Examples of a Schedule Conflict

The most common examples of a schedule conflict include: 

  • Overlapping allocations: For example, working on two projects at the same time or working in two different locations in the same shift, with no time for the commute included in the plan.
  • Overtime: This may happen due to several different reasons, including staff shortage, shift swapping, a lack of other people with certain skills, or one of the employees taking sick leave. 
  • Misassignment of work: Assigning work to an employee on a day off they requested or a public holiday. 

Types of Scheduling Conflicts and How to Handle Them

Schedule conflicts come in different shapes and sizes. Here is how the most common types can be defined and solved. 

Overlapping Allocations 

The most frequent type of schedule conflict involves overlapping allocations. This is particularly common for professional services companies when a single employee who is involved in multiple projects is suddenly assigned to work on both on the same day.

How to Handle Overlapping Allocations

One simple solution to the problem of overlapping allocations is having an overview of all of them. 

Resource management software shows the allocation of your employees, can help you spot double bookings, and react to them before they prevent work from being done on time. Of course, to be successful, this tool should gather information from the entire company.

Last-Minute Cancellations

When someone feels sick or has a family emergency, taking a day off is inevitable. While not ideal for the employee, it also poses a challenge for the manager. Here’s how to deal with this issue. 

How to Handle Last-Minute Cancellations

First of all, try to prevent unexpected absences whenever possible. If you see that some of the last-minute cancellations form a certain pattern, introduce a policy that specifies when such an absence should be reported. That will give you some more time to handle the situation and find a replacement. 

However, last-minute cancellations happen due to some kind of emergency more often than not, and they cannot be reported more than a few hours in advance. To deal with them quickly while avoiding delays to the project, we once again recommend using resource management software like BigTime. With it, you can simply click on the existing allocation and find a replacement for it, or extend the allocations for other specialists.  

Booking Unavailable Employees

Imagine you walk into the office one summer morning and discover that some employees are not in their seats — they simply went off on vacation. This happens more than you think, especially in companies that have no visibility of their employees’ absences.

How to Deal With Booking Unavailable Employees

Before you schedule a person for a given period, you should first check that this specialist is really available. To do that, you shouldn’t have to speak to them directly. Instead, you should use a dedicated tool that includes information on: 

  • Public holidays.
  • Individual time off.
  • Other obligations, including internal work and other allocations.
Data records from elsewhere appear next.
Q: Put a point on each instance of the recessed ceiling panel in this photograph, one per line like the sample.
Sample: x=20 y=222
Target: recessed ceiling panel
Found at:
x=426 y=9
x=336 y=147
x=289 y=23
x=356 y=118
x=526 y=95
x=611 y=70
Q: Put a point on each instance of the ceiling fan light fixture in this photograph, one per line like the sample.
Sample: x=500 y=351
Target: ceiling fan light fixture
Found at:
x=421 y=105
All the information should be displayed in an intuitive format — for example, in a calendar or a Gantt chart. Then, while making an allocation, you will see all the absences in the same bar. Additionally, some tools will send you a notification when a planned absence affects one of your allocations — making your work even easier! 
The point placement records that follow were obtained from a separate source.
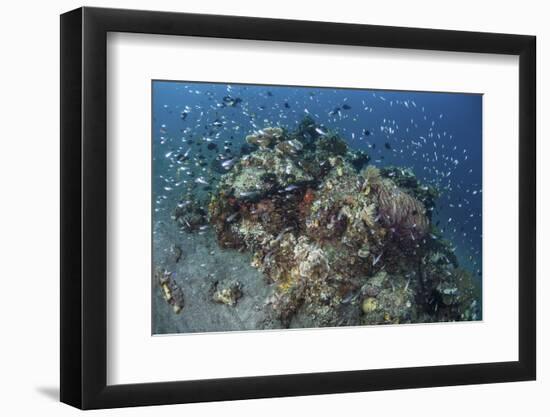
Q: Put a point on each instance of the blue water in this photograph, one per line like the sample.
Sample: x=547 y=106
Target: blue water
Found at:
x=437 y=135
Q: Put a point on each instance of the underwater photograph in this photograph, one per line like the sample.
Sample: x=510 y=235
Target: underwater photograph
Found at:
x=288 y=207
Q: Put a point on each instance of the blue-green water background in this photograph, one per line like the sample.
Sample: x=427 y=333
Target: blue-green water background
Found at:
x=438 y=135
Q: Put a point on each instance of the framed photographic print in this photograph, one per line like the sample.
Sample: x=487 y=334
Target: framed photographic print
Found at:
x=258 y=207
Overtime is one of the most dreaded types of schedule conflict, as it usually results in discontent and has a negative impact on employee morale. Therefore, it should be avoided at all costs. 

How to Deal With Overtime 

Firstly, it’s crucial to acknowledge the presence of overtime, which might not always be explicitly outlined in the project timeline. Overtime can manifest unexpectedly when the demand for extended working hours arises. To effectively manage this, utilizing reliable time-tracking software becomes essential. This tool will provide clear insights into which team members are putting in overtime and the specific projects that necessitate it.

Try to identify the problem behind this schedule conflict. Usually, they include: 

  • Incorrect estimates for a project. 
  • Lack of specialists with specific skills or unexpected vacancies.
  • Delays in projects. 
  • Unexpected situations, for example, last-minute absences. 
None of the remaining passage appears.